На этом они полностью исчерпали свой личный опыт в этом вопросе и перешли к следующему: как им, двум слабым женщинам, вырастить настоящего сильного мужчину. По многим причинам, семейным и сентиментальным, он обречен был носить имя Александр.
С первого же дня обязанности поделили таким образом, что на долю Верочки приходилось кормление грудью, а все остальное взяла на себя Елизавета Ивановна.
Спорт, мужские развлечения и никакого сюсюканья – определила Елизавета Ивановна первоочередные задачи. И действительно, с того дня, как зажила пуповина, она стала занимать внука физкультурой: пригласила массажистку и начала ежедневное обливание мальчика прохладной, но кипяченой водой. Чтобы обеспечить достойные мужские развлечения, она заранее обзавелась в «Детском мире» деревянным ружьем, солдатиками и лошадкой на колесиках. С помощью этих незамысловатых предметов Елизавета Ивановна намеревалась оградить мальчика от горечи безотцовщины, истинные размеры которой должны были определиться спустя короткое время, и воспитать его истинным мужчиной – ответственным, способным принимать самостоятельные решения, уверенным в себе, то есть таким, каким был ее покойный муж.
– Ты должна осваивать принцип максимального расстояния, – сильно забегая вперед, поучала она дочь в первые же дни после выхода из роддома, и в голосе ее прорезывались педагогические ноты. – Когда ребенок подрастет, выпустит, наконец, твою руку и сделает первый шаг в сторону, ты должна будешь совершить свой шаг в противоположном направлении. Это ужасная опасность для всех матерей-одиночек, – безжалостно уточняла Елизавета Ивановна, – соединять себя и ребенка в один организм.
– Почему ты так говоришь, мамочка, – с обидой возражала Вера, – у ребенка, в конце концов, есть отец и он будет принимать участие в его воспитании…
– Проку от него будет как от козла молока. Можешь мне поверить, – припечатала Елизавета Ивановна.

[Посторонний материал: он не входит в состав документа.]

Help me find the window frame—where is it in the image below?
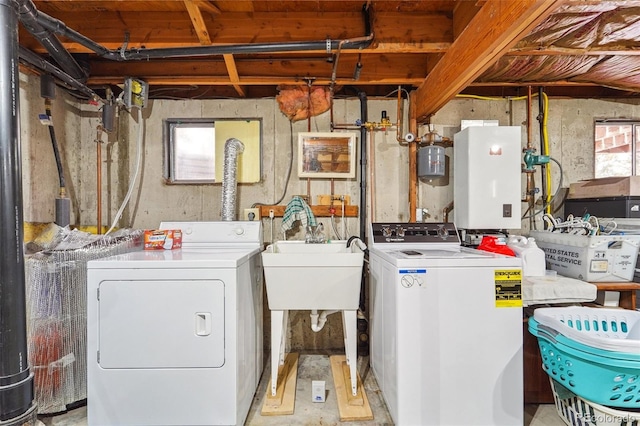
[162,117,263,185]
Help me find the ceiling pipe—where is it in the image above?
[32,0,373,61]
[19,0,88,81]
[18,46,100,101]
[0,0,37,425]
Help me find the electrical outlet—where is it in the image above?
[244,208,260,221]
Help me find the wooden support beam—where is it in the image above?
[184,0,211,46]
[196,0,222,15]
[222,54,247,98]
[416,0,563,123]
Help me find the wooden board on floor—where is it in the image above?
[329,355,373,422]
[260,353,298,416]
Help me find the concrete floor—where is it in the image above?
[39,354,565,426]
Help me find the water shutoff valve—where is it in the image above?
[522,149,549,172]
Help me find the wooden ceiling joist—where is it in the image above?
[223,54,247,98]
[184,0,211,46]
[416,0,563,122]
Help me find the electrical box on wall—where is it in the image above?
[122,77,149,109]
[453,126,522,229]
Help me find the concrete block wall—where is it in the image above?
[20,74,640,352]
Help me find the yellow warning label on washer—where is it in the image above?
[494,269,522,308]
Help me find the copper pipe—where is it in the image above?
[96,126,102,235]
[367,129,376,223]
[409,91,420,222]
[527,86,533,149]
[442,201,453,222]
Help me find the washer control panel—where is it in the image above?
[371,222,460,244]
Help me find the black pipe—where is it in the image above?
[0,0,35,422]
[18,46,100,100]
[20,0,87,81]
[33,0,373,61]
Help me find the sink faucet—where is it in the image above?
[304,223,327,244]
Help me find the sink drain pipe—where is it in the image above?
[311,309,340,333]
[0,0,37,425]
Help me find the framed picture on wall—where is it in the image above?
[298,132,357,179]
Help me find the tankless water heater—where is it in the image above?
[453,126,522,229]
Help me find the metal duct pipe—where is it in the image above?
[33,5,373,61]
[222,138,244,220]
[0,0,35,424]
[18,46,100,101]
[20,0,87,81]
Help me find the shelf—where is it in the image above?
[260,205,358,218]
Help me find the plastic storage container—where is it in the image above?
[529,308,640,409]
[507,235,547,277]
[551,379,640,426]
[530,231,640,282]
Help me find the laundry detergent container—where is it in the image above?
[262,240,364,310]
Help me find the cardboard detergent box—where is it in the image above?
[144,229,182,250]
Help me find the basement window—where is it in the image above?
[163,118,262,184]
[594,120,640,178]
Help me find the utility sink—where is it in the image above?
[262,240,364,310]
[262,240,364,397]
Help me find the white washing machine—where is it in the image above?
[87,222,263,426]
[368,223,524,426]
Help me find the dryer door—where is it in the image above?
[98,280,225,368]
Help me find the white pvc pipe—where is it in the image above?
[310,309,340,333]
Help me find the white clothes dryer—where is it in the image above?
[367,223,524,426]
[87,221,263,426]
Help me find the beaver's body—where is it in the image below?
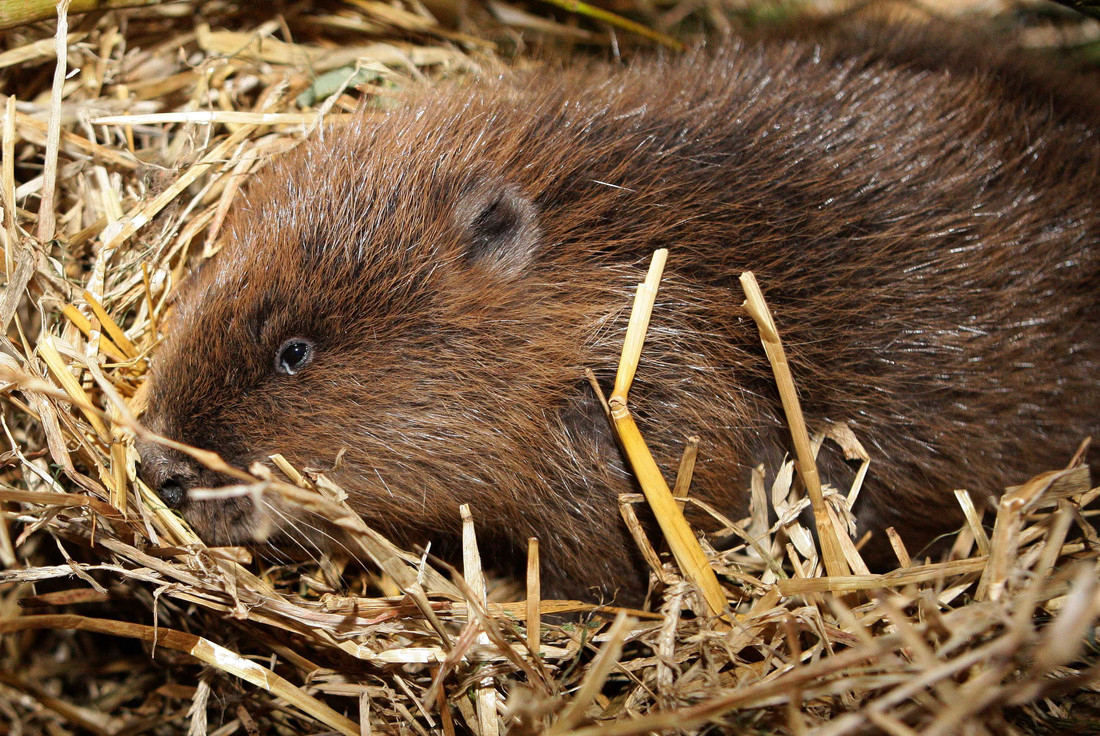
[137,30,1100,598]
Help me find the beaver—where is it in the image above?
[141,31,1100,602]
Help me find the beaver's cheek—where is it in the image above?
[180,490,266,547]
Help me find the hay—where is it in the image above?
[0,0,1100,735]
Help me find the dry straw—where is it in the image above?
[0,0,1100,736]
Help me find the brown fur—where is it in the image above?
[143,28,1100,600]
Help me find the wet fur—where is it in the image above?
[137,28,1100,601]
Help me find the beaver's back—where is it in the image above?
[141,28,1100,594]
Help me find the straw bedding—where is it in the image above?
[0,0,1100,736]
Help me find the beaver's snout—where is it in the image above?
[138,442,204,509]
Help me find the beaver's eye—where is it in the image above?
[275,338,314,375]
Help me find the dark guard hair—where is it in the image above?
[143,27,1100,602]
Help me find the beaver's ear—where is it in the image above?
[454,179,539,276]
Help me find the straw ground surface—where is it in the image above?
[0,0,1100,736]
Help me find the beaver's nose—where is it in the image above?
[138,440,201,508]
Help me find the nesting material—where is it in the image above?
[0,0,1100,736]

Это было тем более обидно для Верочки, что было уже все договорено и решено – через несколько дней должен был приехать счастливый отец, чтобы наконец объединиться с возлюбленной. В этом самом месте как раз и находилась единственная точка расхождения между обожающими друг друга матерью и дочерью: Елизавета Ивановна презирала верочкиного любовника, многие годы надеялась, что дочь встретит человека более достойного, чем этот нервный и неудачливый артист. Но также, по опыту своей жизни, Елизавета Ивановна хорошо знала, как трудно быть женщине одной, а особенно такой, как ее дочь Верочка, – художественной натуре, не приспособленной к теперешней мужской грубости. Да ладно уж, пусть хоть кто-то… И она буркнула не совсем кстати:
– А, какая барыня ни будь, все равно ее е…ть…
Она обожала пословицы и поговорки и знала их множество, даже и латинские. Будучи исключительна строга в русской речи, она использовала иногда совершенно неприличные выражения, если они были освящены фразеологическим словарем…
– Ну, знаешь ли, мама… – изумилась Вера, – ты уж слишком…
Елизавета Ивановна спохватилась:
– Ну, прости, прости, уж меньше всего хотела тебя обидеть.
Однако, несмотря на материнскую грубость, Вера как будто оправдывалась:
– Мамочка, ты же знаешь, он на гастролях…
Видя огорченное лицо дочери, Елизавета Ивановна дала задний ход:
– Да Бог с ним совсем, Верочка… Мы и сами своего мальчика вырастим.
Напророчила… Погиб Александр Сигизмундович через полтора месяца после рождения Шурика. Он попал под машину на улице Восстания, возле Московского вокзала, вернувшись в Ленинград после первого знакомства с новорожденным сыном. Престарелый отец был полон окончательной решимости объявить наконец своей богатырской Соне, что уходит от нее, оставляет ей с дочкой ленинградскую квартиру и переезжает в Москву. Первые два пункта в точности исполнились. Только вот переехать не успел…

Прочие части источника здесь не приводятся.